Today, Honolulu Mayor introduced a “Fish to Dish” program to support O‘ahu’s critical fisheries infrastructure.

At the same time, today, 41 cases of community-spread cases of the COVID-19 coronavirus were reported in the State of Hawaii. 38 were recorded on the island of Oahu, 2 on Kauai, and 1 on the Big Island.

The city of Honolulu was informed that the State of Hawaii did not have enough contact tracers working to respond to the rapid increase in new cases. Contact tracing is essential when keeping the virus isolated. Mayor Caldwell expressed his disappointment and said, “We need to do better, and we need to do better immediately.”

If our Health Department in the State of Hawaii cannot even handle a local increase of 41 cases in a day, how could Hawaii handle a larger increase after welcoming visitors? Mayor Caldwell indicated he may postpone the Kalakaua Street Festival, but there is a bigger issue.

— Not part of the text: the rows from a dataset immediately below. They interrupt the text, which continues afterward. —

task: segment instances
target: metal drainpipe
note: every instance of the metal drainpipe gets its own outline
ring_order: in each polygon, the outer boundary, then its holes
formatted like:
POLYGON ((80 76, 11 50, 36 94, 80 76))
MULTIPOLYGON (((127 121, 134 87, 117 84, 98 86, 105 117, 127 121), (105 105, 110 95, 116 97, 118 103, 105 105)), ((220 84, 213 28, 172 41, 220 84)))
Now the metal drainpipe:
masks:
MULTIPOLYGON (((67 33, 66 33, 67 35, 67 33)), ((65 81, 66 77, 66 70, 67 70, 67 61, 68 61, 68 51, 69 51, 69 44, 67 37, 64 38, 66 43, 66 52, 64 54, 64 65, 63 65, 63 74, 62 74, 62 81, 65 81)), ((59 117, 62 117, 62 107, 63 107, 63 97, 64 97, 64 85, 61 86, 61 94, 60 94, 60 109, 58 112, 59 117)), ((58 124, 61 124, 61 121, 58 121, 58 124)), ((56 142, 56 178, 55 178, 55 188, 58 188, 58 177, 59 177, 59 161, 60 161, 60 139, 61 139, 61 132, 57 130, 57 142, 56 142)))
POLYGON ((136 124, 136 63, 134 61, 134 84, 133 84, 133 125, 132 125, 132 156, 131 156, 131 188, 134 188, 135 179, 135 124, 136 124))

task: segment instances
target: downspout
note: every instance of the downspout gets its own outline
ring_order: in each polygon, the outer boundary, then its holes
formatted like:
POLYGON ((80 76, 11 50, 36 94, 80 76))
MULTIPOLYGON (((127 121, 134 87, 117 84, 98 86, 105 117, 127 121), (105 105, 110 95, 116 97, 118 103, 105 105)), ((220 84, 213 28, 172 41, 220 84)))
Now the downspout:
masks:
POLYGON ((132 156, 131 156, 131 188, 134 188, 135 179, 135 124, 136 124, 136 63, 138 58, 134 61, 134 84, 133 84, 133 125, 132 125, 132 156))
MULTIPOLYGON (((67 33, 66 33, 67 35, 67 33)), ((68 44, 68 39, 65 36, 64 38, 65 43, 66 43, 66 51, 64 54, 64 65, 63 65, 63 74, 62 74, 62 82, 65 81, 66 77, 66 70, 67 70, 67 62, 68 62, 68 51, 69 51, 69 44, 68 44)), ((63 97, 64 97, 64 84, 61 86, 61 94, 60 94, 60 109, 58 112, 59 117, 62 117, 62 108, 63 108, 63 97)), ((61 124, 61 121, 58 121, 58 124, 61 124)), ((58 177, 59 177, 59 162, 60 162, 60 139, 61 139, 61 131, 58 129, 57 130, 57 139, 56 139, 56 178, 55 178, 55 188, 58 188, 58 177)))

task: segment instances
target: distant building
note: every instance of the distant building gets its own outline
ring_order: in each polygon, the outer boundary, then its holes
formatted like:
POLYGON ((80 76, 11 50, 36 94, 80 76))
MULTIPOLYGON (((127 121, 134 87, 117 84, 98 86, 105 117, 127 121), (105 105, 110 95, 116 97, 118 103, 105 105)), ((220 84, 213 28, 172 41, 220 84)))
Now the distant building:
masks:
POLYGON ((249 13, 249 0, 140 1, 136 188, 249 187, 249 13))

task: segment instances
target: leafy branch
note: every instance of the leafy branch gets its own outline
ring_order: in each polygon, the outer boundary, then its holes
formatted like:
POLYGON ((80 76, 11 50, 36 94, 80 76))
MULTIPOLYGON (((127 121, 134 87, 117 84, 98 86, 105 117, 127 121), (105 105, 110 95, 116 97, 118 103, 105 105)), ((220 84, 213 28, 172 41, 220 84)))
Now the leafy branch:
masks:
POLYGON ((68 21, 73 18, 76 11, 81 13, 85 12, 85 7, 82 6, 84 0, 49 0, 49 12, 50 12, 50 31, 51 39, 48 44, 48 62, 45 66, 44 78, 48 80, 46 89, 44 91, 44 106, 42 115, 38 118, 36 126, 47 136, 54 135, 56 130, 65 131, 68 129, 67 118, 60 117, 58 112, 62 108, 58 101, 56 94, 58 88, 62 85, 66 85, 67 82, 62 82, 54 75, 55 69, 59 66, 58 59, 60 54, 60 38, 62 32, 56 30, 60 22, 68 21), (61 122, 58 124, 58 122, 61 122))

US citizens are no longer welcome to travel to most of the world, including Europe and Asia. Governments of these countries would not consider Hawaii to be safe when the rest of our country failed to follow the rules. Apparently, as a US State, Hawaii cannot exclude Americans to travel here, but instead welcomes foreigners.

Opening the travel and tourism industry is becoming a bigger question mark by the day. Mayor Caldwell was powerful in his response to eTurboNews that he would do anything to keep Honolulu safe, even if it means to sacrifice our economy.

When asked by eTurboNews about replacing travel to create travel bubbles with regions that have low or no COVID-19 (New Zealand, Guam, or possibly Japan), the Mayor said Hawaii is part of the United States.

Not being up for election, the state can be fortunate to have Kirk Caldwell as a Mayor right now.